Interstitial mononuclear cell infiltration → Chronic inflammation in tubules and interstitium → Tubular atrophy and interstitial fibrosis → Glomerulosclerosis and End stage renal disease (ESRD)

Predominant pathology – interstitial mononuclear infiltrates tubular atrophy and interstitial fibrosis.

Causes and Pathogenesis of CTIN

Secondary CTIN

Secondary CTIN following renal ischemia or primary glomerular diseases is the most common form of CTIN.

Mechanism of injury -

• Proteinuria-mediated damage to epithelial cells
• Inflammatory Response
• Reduced Renal Vascular blood flow (Renal Ischemia)

Following Acute TIN

Untreated ATIN may progress towards chronic form.

Analgesic nephropathy- 

Inhibition of Prostaglandins→ Reduced Renal Blood Flow →Renal Ischemia

Direct Toxicity- Tubular injury and cell death

Chronic exposure to Nephrotoxins (medicines/heavy metals)

• Direct Toxicity to a nephrotoxin
• Inflammatory Response to nephrotoxins

Vesicoureteral Reflux (Reflux Nephropathy)
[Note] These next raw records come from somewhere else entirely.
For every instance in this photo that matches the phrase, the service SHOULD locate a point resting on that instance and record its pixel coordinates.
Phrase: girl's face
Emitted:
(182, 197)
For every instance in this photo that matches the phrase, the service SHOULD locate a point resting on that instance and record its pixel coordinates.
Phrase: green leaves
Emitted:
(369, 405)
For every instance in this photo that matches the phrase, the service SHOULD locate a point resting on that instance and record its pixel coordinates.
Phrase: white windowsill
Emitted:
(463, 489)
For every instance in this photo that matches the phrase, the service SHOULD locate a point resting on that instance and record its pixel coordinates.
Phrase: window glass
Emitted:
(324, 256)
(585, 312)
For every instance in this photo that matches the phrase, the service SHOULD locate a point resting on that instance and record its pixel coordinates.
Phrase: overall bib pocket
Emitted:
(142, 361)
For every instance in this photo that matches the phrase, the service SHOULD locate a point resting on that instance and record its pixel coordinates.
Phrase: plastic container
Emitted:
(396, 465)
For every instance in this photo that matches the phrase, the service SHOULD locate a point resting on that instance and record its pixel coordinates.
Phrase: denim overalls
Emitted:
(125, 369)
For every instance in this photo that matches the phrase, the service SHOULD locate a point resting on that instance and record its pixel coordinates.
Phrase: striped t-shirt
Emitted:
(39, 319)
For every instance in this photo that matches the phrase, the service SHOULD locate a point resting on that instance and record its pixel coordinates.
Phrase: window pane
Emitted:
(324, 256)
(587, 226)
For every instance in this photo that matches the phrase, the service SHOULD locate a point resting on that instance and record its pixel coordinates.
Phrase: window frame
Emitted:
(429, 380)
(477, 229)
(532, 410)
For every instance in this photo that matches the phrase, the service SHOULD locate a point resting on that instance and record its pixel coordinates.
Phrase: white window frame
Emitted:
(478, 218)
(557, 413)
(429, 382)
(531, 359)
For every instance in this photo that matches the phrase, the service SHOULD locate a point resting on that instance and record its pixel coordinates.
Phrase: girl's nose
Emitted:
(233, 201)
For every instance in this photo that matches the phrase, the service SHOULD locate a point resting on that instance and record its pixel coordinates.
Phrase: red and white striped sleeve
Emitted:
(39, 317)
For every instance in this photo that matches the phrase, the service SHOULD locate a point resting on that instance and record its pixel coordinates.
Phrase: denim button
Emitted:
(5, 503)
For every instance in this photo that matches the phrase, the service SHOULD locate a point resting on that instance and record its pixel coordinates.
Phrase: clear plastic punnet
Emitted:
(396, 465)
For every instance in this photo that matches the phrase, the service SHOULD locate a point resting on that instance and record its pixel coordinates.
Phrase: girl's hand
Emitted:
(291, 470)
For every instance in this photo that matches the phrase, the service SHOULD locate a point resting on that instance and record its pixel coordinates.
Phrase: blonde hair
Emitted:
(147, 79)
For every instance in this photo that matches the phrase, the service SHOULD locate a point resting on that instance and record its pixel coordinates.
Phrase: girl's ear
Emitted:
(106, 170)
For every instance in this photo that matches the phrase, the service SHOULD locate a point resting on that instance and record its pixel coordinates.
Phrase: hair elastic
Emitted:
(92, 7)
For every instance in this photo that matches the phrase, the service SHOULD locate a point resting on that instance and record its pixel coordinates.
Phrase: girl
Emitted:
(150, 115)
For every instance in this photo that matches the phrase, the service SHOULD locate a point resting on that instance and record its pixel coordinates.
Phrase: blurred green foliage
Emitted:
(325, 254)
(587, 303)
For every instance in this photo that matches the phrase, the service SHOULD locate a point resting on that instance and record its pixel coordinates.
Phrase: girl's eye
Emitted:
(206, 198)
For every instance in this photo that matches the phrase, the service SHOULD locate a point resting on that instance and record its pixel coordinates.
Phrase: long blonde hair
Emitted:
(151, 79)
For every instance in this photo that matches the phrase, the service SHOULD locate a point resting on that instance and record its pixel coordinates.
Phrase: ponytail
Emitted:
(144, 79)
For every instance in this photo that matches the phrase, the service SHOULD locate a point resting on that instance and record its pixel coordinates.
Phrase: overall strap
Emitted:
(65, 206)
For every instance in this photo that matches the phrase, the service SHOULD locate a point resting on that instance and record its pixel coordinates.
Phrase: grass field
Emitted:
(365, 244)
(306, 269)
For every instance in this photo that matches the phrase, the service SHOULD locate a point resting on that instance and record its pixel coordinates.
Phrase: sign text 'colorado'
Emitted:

Untreated Chronic VUR→ Chronic Pyelonephritis & Chronic Inflammation →Tubular Atrophy & Interstitial Fibrosis

Sickle cell disease 

Recurrent episodes of (Sickling ↔ Reperfusion) → Ischemia-Reperfusion Injury→ Inflammation and Oxidative Stress →Tubular Atrophy and interstitial fibrosis

Clinical features 

1. According to the underlying etiology
2. Tubular Dysfunction 

     Defective Tubular Reabsorption - S/S Depends upon the part of the Tubule affected

• Fanconi Syndrome
• Type II RTA
• Type IV RTA

     Impaired Urine Concentrating ability 

• Polyuria (Nephrogenic Diabetes Insipidus)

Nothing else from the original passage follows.